Opinión | La palabra
La fe insistente amplía la inclusión
Mujer, qué grande es tu fe: que se cumpla lo que deseas (Mt 15, 28)

La fe insistente
Tras otra controversia con los fariseos, Jesús se retira a territorio pagano. Necesita tomar distancia de autoridades que evalúan desde una rigidez doctrinal ciega o contraria a la necesidad de quien sufre.
El descanso lejos del conflicto es interrumpido inesperadamente por una mujer angustiada: su hija padece un mal manifiesto. La mujer, cananea, sin lugar reconocido en Israel, chilla pidiendo ayuda. La respuesta inicial es el silencio. Después, los discípulos, desazonados, avergonzados seguramente por los gritos, aconsejan a Jesús que la atienda. ¡Manera sutil de despacharla! Jesús arguye: "solo he sido enviado a las ovejas descarriadas de Israel". La extranjera no se retira. Replica ingeniosamente. Insiste. Se postra ante Jesús llamándole "Señor". Le pide ayuda, compasión; y él usa la dura imagen de "no quitarle el pan a los hijos para ‘echárselo a los perros’" (expresión despectiva en aquel tiempo y lugar). Ella no discute. Acepta. Audaz, convierte el argumento en esperanza: "hasta los ‘perritos’ comen las migajas de la mesa". Jesús advierte en ella una fe grande y cura a su hija.

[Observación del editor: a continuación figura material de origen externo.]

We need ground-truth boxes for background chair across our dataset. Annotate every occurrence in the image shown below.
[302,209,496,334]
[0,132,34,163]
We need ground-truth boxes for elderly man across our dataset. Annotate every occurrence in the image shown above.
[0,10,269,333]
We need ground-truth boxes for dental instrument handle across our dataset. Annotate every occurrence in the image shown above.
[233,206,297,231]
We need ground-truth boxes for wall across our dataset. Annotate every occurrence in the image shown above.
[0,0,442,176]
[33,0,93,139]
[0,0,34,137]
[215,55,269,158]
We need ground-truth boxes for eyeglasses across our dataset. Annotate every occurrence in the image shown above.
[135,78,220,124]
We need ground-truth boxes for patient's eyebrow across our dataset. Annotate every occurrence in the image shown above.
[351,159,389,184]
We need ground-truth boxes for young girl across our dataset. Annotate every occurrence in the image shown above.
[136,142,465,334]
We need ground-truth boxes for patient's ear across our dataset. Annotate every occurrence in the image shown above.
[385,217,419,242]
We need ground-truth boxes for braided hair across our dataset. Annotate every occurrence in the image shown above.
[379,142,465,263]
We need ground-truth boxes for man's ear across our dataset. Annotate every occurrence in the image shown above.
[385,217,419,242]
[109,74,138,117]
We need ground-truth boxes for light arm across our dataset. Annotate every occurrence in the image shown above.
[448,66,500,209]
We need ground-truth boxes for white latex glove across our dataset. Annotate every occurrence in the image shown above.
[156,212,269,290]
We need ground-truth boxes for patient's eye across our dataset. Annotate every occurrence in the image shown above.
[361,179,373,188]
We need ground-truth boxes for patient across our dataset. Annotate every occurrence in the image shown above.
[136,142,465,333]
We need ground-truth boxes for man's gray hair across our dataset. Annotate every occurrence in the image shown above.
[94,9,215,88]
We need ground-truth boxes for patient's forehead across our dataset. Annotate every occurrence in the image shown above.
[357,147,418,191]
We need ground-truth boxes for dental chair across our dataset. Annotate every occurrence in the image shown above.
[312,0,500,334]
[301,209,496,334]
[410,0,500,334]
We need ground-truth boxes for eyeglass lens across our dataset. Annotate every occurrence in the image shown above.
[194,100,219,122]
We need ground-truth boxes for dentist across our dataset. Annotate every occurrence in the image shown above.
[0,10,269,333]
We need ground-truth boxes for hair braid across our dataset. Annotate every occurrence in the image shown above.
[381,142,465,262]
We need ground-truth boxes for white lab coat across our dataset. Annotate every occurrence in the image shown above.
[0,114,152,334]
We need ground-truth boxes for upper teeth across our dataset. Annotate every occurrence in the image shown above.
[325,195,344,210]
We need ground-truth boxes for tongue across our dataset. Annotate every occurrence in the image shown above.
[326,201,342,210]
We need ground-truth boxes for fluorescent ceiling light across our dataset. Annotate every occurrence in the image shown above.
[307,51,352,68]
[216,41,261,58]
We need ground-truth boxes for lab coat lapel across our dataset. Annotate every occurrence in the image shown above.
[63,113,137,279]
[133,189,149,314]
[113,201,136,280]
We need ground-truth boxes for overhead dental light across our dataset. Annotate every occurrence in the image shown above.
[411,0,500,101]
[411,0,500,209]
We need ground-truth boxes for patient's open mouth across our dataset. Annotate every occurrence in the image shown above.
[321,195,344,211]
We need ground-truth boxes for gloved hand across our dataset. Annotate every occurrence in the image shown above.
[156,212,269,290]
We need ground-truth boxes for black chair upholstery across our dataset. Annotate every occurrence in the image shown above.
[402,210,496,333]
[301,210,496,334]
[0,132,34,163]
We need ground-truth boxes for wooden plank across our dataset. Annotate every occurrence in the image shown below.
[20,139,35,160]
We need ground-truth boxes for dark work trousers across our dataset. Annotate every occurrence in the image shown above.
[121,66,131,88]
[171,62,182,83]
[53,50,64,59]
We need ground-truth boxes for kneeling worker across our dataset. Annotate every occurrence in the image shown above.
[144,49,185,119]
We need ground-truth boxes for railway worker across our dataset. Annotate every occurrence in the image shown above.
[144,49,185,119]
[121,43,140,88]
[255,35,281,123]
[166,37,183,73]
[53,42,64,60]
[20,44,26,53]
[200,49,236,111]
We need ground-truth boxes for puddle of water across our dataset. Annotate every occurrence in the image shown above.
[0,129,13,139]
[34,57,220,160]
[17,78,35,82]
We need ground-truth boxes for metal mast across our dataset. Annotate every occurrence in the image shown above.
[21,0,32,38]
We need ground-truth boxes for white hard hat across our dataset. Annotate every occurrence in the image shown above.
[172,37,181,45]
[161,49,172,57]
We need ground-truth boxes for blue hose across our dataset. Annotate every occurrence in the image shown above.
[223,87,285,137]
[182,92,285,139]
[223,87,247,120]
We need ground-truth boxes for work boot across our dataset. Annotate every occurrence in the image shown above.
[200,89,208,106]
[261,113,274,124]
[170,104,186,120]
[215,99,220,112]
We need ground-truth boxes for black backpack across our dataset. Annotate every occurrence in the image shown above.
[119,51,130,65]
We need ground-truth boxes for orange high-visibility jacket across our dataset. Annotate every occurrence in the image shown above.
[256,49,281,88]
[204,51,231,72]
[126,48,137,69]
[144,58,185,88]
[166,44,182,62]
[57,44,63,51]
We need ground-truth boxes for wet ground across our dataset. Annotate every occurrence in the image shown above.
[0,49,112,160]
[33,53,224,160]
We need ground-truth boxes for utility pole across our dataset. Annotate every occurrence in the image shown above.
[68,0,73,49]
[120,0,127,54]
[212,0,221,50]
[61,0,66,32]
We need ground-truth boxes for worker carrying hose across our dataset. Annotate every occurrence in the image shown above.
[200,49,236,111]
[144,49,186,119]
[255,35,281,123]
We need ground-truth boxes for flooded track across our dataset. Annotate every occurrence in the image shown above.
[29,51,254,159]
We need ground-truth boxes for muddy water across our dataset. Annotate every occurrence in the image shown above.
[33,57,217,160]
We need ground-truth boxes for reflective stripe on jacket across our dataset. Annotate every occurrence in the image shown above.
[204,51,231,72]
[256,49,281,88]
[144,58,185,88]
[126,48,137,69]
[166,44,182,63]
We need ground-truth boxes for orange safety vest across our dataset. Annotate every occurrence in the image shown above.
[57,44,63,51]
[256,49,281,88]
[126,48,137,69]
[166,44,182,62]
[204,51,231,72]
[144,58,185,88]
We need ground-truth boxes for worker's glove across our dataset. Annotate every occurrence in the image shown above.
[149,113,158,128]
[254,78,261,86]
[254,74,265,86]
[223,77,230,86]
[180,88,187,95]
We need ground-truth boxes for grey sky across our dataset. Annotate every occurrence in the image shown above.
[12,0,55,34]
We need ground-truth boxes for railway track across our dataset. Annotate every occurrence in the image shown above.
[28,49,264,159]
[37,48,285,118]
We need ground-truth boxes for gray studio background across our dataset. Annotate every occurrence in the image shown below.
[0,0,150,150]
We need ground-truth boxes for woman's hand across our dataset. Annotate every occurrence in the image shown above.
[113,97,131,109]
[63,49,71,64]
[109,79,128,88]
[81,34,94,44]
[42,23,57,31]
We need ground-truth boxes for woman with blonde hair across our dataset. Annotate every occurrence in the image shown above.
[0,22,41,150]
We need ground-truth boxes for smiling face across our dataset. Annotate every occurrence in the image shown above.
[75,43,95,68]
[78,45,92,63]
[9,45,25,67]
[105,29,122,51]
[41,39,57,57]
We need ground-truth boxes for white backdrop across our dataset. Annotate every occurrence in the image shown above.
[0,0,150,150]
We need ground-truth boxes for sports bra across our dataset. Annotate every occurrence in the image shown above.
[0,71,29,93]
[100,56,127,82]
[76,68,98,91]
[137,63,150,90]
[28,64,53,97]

Los "fariseos" del evangelio no son un pueblo ni una época, sino una actitud elitista que puede darse en cualquier saber o tradición, incluidos los nuestros, cuando nos sentimos dueños legítimos de la verdad, y tratamos como estorbo o molestia a quien reclama desde fuera. Los "paganos", por su parte, tampoco son una etnia. Son un lugar simbólico: el de quienes no cuentan, con un espacio reconocido en nuestra mesa, sea esta religiosa, social, afectiva…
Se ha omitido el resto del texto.